Oppervlaktewater in nieuwbouwwijken

De Nota Ruimte geeft onvoldoende aanwijzingen, in de vorm van hoeveelheden vast te houden of te bergen water, om effecten van de doelstelling te kunnen meten. Deze indicator geeft aan of er in nieuwbouwwijken voldoende berging in het oppervlaktewater mogelijk is ter voorkoming van wateroverlast in stedelijk gebied. Waterschappen hanteren vaak voor nieuwbouw- en herstructureringswijken een richtgetal van minimaal 10% oppervlaktewater (zie tabel, link). Dit richtgetal wordt ook voor deze indicator gebruikt. In 2004 was in bebouwd gebied gemiddeld 1,5% open water aanwezig, waarbij het aandeel in laag-Nederland hoger was (2%) dan in hoog-Nederland (1%). In de nieuwbouwlocaties die tussen 2000 en 2006 zijn gebouwd, is meer open water aanwezig: gemiddeld 5% in laag-Nederland en 2% in hoog-Nederland. Over de periode 1996 - 2006 lijkt het aandeel open water in nieuwbouwwijken te verminderen: gemiddeld voor Nederland was dit 4,5% in de nieuwbouw die gebouwd is tussen 1996 en 2000, 4% voor de periode van 2000 tot 2003 en 3,5% voor 2003 - 2006.

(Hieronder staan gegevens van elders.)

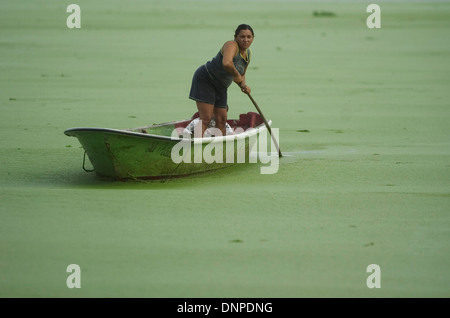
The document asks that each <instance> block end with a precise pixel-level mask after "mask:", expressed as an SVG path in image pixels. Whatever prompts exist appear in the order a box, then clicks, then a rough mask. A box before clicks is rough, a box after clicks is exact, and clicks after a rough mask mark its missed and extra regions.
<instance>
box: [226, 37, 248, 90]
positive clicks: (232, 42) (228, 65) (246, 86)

Meeste nieuwbouwwijken halen richtgetal waterberging niet

Het richtgetal van minimaal 10% open water werd in de meeste nieuwbouwwijken niet gehaald. Gemeenten met een aandeel hoger dan 10% liggen voornamelijk in de veenweidegebieden en droogmakerijen van Noord- en Zuid-Holland, Flevoland en Friesland. Overigens speelt het probleem van waterberging in alle stedelijke gebieden en niet alleen in laag-Nederland, maar 'met name in diepe polders leidt verstedelijking en uitbreiding van infrastructuur tot afwenteling van de wateropgave naar andere gebieden' (VROM et al., 2007). Bovendien is de meeste verstedelijking in laag-Nederland te vinden.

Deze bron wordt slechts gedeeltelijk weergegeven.